The management team also has benefited from the investment, Potter said. “While we would normally visit communities in person throughout the year, we have been conducting virtual community visits, which have allowed us to engage with community leadership and frontline team members to better understand the resident and team member experience during this difficult time,” she said.

Five Star reported a net loss of $17.2 million, or 55 cents per share, for the quarter, Executive Vice President, Chief Financial Officer and Treasurer Jeffrey Leer said. The loss, however, compared with $33.2 million, or $6.64 per share in the same quarter of 2019.

Overall revenues were up, and Potter said the company’s Ageility rehabilitation and wellness clinics are a growth area, not only diversifying company’s revenue streams but also serving as “a critical touch point to source new residents.” The division added a net 13 clinics and reported revenues of $21 million in the quarter.

Diversified Healthcare Trust execs discuss Five Star, rent deferrals, future

Earlier in the day, on a separate earnings call, Diversified Healthcare Trust (formerly Senior Housing Properties Trust) President and Chief Executive Officer Jennifer Francis praised Five Star because the company “moved quickly to implement numerous protocols and precautionary measures” to combat the virus.

She said, however, that Five Star is experiencing “significant challenges in attracting new residents,” as are other operators, because of a decrease in in-person tours and limitations on nonessential visitors.

DHC and its shareholders own 85% of Five Star. The REIT’s portfolio also includes communities of Brookdale Senior Living and other companies.

“Additionally, we’re experiencing cost increases as a result of the pandemic,” especially with salaries and benefits, Francis said, adding that expenses are expected to increase further in the second quarter.

The Newton, MA-based real estate investment trust has agreed to defer approximately $360,000 in rent for its triple-net lease senior living tenants and continues to have regular discussions with the operators, she said.

As of April 30, there were 350 confirmed COVID-19 cases among residents across 46 senior living communities in DHC’s portfolio, representing less than 1.5% of all residents and approximately 17% of the communities in the portfolio, Francis said.

The COO said she anticipates occupancy declines of 40 to 50 basis points (0.4% to 0.5%) per week. “How long that lasts is hard to know.
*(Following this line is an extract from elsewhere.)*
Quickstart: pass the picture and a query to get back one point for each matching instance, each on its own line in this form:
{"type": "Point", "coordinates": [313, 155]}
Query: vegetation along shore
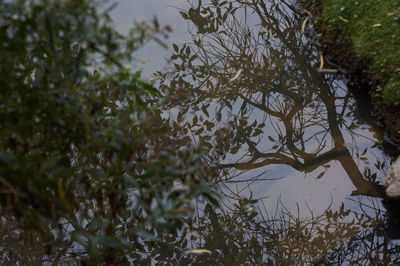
{"type": "Point", "coordinates": [363, 38]}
It really depends on how long COVID-19 is ranging through the country,” Francis said.

Since the REIT’s last earnings call, $56 million in asset sales have been completed, bringing the 2020 property disposition total to $64.6 million. DHC still has approximately $164 million in assets under agreement to sell, she said. The REIT’s target remains $900 million in property sales, Francis said, although the pandemic has slowed progress.

Social distancing here for foreseeable future

Looking to the future, Francis said she believes senior living operators will continue social distancing and sheltering-in-place measures for the foreseeable future regardless of decisions made by state governments, “just because of the at-risk population.”

As for DHC itself, Chief Financial Officer and Treasurer Richard Siedel said, “We believe DHC is well-positioned to weather the near-term challenges presented by the pandemic, and we expect to meet all of our upcoming capital obligations, including our debt maturities and a number of planned capital projects to improve our portfolio.”

DHC still expects to invest approximately $160 million across all property types, he said, although $150 million in previously budgeted senior housing and medical office capital expenditures are being deferred.

“Many of these deferrals are the result of being realistic about the work that can be completed while we are restricting nonessential visits at our senior living communities and leasing expectations while under shelter-in-place orders,” Siedel said.